Todas passariamos pelo mesmo, mas em horários desencontrados, excepto na visita guiada que seguimos em pares.

Eu permaneci na sala e todas sairam para seguirem a sua agenda.
Eu comecei por ter um exercicio escrito. Respirei fundo quando li que era apenas escrever uma carta aos pais de uma estudante da escola, dizendo que esta nao tinha entregue os livros da biblioteca na data marcada e que estava sujeita a multa. Não levei mais de 10 minutos a fazer a carta no rascunho e a passa-la para papel limpo. O relógio não andava e os 20 minutos finais foram uma eternidade. As outras candidatas voltaram ao local e ainda tivemos uma pausa de 10 minutos.
Depois seguiu-se a visita guiada e voltámos para uma pausa na sala. Entretanto chegavam uma a dua pessoas para nos animar e saber se estava tudo bem ou se era necessário mais alguma coisa.
Chegada a hora da minha entrevista informal, lá segui para a biblioteca. Fiquei a saber como a  biblioteca funciona. O ambiente era muito acolhedor  e o Sr. R. uma simpatia.

De regresso novamente à sala onde estavam as outras candidatas, foi-nos oferecido o almoço, havia água, chá, sandes de camarão e de fiambre, salgadinhos diversos e fruta. Nestas coisas, os ingleses são de facto delicados e atenciosos.

Parti finalmente para a entrevista formal, a que mais temi... algumas perguntas de rotina e outras especificas relacionadas com a biblioteca. Uma das perguntas foi precisamente qual o último livro que li e descreve-lo de forma a motivar alguém a le-lo. Ainda bem que alterno as minhas leituras com livros portugueses e ingleses.
Fiz um saldo positivo no final da entrevista. Respondi a tudo sem gaguejar e com atitude positiva e claro de sorriso na cara. Com tudo isto tinham-se passado 3 horas.

A resposta chegou ao fim de 4 horas via telefonica. A Sra. D. ligou dizendo que tinham ficado muito impressionadas com a minha entrevista e com a minha confiança na entrevista. Eu era a segunda escolha das quatro, mas havia uma candidata mais adequada e com experiência, uma rapariga nova que trabalha numa livraria.
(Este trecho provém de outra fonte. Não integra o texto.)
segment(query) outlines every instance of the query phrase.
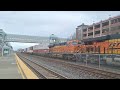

Repetiu duas vezes, que estavam impressionados e para eu continuar à procura na escola, pois de certo iriam surgir outras posições. De facto há outra posição que se adequa mais a mim e estou em pulgas para concluir a minha candidatura de 9 páginas a entregar já na próxima segunda-feira. Esta é a época que a maioria das vagas em escolas surge, pois é agora que tem lugar a organização dos departamentos a fim de se iniciar um novo ano lectivo em Setembro.

É certo que não fui seleccionada, mas estou muito orgulhosa de mim mesma. Estudei 3 dias intensamente, procurei na internet perguntas de entrevistas  e respectivas respostas. Algumas têm mesmo que ser adequadas e respondidas conforme a tua personalidade. Li e re-li as perguntas e respostas e simulei a entrevista várias vezes, para evitar tropeçar nas palavras. Não ganhei a posição, mas saí mais enriquecida com esta experiência. A minha colega, que é inglesa, também nao foi escolhida porque é tímida e pouco confiante, assim justificaram as responsáveis pela decisão. Engraçado que inicialmente hesitei em concorrer porque a Sarah é inglesa e eu trabalho todos os dias com ela. Achei que seria desagradável mas, por fim, enchi-me de coragem e coloquei a minha candidatura. Tenho a certeza que ter uma atitude positiva e confiante no fim, foi meio caminho andado.
Nunca se esqueçam um NÃO é dado como certo, se nada fizermos; mas se formos à luta o SIM também é possivel!